When Veronica finds an art magazine in a hotel room with Ashley’s face on the cover, she realises that over the past two years Ashley has become Manhattan’s answer to Damien Hirst.  Veronica has checked into a seedy motel when Donna’s son returns from the war and, distraught and depressed over Kip’s death, she crashes Ashley’s opening by running off with the piece de resistance, a triple portrait of Veronica’s smashed up face. The crowd appears to mistake the trespass for staged performance art and (completely unrealistically) do not follow the two women outside where a second, more prolonged, catfight ensues.

This cycle of boom and bust continues, as the TV announcer declares, ‘It’s official, the War on Terror is over,’ and Ashley wakes up two years on to Dr Jones’ speech. It is not Donna, but Sally by her side.  Sally’s Happy Blue Bunny comics are the rage and she has taken over Ashley’s studio, but if she recovers sufficiently, Ashley is welcome to use it.  Ashley apologises for humiliating Sally, but Sally, who claims that it motivated her, rejects the apology with, ‘sometimes success is the best revenge.’ Ashley has lost her and Lisa’s baby, (conceived through artificial insemination), and even Lisa (who has fallen for a guy). All her art was sold to pay for her hospital care, which, of course, is about to expire.

By now, homeless Veronica has no choice but to swallow her pride and go to live with her ‘crazy,’ Aunt Charlie (Amy Hill).  A survivalist, Charlie lives alone in an isolated house in the woods, where she hugs trees, although not all of them. ‘This one’s named Hilary,’ she tells Veronica on the grand tour. ‘She’s tough but untrustworthy. And that one’s named Donald.
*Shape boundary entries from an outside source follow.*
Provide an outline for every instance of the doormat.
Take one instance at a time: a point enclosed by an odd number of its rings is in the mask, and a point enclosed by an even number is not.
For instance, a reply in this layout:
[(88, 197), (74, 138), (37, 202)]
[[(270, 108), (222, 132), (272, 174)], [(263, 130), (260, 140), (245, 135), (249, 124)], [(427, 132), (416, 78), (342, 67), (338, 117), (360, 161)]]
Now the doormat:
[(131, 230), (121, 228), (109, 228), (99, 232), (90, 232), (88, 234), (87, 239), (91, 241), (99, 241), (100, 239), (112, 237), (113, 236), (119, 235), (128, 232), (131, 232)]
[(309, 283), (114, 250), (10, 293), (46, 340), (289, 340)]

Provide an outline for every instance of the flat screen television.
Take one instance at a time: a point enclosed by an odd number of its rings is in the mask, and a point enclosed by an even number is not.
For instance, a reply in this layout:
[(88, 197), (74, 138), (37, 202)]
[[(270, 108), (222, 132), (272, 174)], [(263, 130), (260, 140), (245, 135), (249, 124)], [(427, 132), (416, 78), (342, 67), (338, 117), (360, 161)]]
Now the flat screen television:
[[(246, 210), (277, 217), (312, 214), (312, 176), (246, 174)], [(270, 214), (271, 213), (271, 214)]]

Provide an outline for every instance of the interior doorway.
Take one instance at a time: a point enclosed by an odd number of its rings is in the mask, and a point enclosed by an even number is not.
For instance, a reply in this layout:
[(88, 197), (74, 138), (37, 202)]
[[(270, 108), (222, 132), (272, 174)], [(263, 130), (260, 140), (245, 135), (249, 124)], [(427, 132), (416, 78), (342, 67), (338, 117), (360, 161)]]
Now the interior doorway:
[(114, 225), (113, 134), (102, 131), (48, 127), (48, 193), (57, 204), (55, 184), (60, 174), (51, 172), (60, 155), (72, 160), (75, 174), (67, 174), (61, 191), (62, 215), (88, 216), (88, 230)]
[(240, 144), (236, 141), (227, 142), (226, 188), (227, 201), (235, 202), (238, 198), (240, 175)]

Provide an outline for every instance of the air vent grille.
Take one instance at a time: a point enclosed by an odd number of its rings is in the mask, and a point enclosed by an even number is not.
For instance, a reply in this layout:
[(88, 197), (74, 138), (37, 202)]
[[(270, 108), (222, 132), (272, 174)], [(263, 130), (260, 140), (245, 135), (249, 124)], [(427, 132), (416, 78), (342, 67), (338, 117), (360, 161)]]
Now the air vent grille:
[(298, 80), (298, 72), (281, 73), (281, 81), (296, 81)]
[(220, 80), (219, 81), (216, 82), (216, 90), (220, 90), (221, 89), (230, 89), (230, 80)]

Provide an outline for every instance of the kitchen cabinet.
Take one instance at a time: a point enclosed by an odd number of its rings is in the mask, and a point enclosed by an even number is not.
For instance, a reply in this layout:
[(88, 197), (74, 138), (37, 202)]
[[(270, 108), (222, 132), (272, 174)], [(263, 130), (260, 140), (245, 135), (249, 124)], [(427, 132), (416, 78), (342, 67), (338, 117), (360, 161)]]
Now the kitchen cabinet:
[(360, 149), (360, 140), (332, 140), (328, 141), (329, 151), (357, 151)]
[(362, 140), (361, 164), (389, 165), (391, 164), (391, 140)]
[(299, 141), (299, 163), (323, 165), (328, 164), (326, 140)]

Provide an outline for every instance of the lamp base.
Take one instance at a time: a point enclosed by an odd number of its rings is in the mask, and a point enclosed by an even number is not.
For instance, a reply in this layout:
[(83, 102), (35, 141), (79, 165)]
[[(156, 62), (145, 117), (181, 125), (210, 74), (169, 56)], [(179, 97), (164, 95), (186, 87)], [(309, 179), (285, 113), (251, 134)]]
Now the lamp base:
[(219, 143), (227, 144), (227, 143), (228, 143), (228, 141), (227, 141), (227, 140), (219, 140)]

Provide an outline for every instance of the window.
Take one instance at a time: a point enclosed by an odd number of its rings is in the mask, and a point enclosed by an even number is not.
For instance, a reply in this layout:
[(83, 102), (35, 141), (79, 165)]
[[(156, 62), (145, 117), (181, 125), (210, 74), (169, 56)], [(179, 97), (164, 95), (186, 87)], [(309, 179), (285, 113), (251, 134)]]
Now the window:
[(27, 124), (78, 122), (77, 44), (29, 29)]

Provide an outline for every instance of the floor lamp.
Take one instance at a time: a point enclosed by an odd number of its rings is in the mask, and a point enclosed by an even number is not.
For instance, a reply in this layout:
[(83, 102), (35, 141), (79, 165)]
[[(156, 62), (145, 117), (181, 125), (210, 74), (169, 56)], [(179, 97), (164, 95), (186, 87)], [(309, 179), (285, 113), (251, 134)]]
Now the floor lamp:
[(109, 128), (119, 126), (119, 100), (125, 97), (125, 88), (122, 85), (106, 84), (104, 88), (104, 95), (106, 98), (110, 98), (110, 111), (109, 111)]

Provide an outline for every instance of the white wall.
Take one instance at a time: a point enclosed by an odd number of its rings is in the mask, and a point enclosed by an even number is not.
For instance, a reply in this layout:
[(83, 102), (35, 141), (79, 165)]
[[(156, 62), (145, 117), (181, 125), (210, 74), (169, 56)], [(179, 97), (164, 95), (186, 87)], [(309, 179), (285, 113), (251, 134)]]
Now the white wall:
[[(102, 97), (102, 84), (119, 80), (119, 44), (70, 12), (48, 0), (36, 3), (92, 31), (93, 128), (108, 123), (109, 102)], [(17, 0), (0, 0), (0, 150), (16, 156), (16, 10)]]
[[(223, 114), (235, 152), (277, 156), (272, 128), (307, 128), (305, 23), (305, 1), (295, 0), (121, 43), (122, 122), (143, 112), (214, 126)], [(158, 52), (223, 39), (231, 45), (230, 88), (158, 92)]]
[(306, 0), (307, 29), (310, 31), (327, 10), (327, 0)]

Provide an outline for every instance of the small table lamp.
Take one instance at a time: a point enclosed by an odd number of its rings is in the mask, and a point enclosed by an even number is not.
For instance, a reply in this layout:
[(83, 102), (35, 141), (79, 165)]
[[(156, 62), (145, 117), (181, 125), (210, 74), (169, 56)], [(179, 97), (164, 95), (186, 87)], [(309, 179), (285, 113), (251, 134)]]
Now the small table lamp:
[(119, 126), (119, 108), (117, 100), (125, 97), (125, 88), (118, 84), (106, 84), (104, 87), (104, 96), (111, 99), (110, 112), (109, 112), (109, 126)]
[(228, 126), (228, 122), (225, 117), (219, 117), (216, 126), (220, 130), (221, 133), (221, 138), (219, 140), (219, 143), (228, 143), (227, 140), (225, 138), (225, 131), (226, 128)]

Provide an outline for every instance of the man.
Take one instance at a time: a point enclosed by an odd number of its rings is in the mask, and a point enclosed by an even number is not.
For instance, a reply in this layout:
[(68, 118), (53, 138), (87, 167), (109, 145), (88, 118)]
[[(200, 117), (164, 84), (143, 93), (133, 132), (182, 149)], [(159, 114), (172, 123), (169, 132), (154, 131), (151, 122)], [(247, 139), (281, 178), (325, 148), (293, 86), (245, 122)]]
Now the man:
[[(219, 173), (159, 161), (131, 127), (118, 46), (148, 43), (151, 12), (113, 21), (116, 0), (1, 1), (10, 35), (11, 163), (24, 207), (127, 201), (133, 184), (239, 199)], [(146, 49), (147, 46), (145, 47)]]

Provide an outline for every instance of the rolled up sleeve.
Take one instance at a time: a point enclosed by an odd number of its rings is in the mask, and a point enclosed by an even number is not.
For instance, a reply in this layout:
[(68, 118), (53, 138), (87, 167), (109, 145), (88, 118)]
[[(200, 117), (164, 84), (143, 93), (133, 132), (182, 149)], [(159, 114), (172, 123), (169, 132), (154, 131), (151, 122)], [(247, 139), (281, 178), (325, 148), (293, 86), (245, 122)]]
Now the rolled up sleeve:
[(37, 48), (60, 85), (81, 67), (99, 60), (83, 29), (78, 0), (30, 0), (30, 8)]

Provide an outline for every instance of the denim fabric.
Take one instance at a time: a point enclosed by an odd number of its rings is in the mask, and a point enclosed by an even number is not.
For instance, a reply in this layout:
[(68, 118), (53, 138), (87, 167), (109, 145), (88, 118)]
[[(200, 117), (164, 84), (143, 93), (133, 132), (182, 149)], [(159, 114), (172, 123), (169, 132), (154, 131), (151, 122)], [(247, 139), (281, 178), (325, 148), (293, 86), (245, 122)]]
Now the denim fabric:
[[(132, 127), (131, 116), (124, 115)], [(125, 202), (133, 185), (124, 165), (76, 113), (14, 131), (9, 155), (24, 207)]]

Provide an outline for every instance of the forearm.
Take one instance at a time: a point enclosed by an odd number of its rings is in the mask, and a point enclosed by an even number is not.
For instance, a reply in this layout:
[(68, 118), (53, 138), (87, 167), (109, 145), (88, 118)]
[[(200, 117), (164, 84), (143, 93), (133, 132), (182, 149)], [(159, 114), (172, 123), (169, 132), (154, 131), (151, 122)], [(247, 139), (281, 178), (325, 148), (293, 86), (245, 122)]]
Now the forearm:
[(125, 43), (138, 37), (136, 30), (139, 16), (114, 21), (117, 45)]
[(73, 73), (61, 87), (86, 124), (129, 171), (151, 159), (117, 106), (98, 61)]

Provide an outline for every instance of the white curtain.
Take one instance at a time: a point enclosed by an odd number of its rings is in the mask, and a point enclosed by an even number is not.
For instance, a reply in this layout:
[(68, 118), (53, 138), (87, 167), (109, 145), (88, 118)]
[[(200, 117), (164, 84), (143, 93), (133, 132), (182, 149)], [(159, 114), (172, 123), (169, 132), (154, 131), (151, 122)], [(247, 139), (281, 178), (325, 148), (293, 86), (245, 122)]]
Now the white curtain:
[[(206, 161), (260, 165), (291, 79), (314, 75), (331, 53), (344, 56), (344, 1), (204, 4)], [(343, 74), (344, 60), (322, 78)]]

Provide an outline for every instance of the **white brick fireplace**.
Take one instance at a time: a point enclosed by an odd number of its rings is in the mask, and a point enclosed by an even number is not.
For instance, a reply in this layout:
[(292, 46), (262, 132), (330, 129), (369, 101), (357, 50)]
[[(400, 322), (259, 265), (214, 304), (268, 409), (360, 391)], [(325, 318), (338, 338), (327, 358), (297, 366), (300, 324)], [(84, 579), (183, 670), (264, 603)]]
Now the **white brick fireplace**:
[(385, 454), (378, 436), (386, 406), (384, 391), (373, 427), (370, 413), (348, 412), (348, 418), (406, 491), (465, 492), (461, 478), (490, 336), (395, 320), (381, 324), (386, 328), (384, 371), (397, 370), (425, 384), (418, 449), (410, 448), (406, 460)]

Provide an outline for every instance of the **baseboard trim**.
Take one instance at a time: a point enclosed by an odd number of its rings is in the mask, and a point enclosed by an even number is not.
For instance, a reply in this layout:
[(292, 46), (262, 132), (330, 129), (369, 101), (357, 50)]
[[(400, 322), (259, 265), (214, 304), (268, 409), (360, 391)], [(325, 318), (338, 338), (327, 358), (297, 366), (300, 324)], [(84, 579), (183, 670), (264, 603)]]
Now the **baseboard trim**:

He’s an asshole.’

The only people who come out of the story untouched by spite, greed, envy and revenge are Donna and Aunt Charlie, those with the least to lose. In addition to satirizing the relentlessly materialist and frivolous liberal middle class lifestyle (one of the best scenes in the film is the baby shower, where Lisa rejects a toy from China (‘we don’t know if they use lead paint’) and a baby outfit because it has polyester in it.  The war on terror is declared over, but what is happening with the women left behind on the home front? The self-destruction that is taking place within the country rages on, as Aunt Charlie watches her niece and a blond visitor locked in dubious battle by the river’s edge.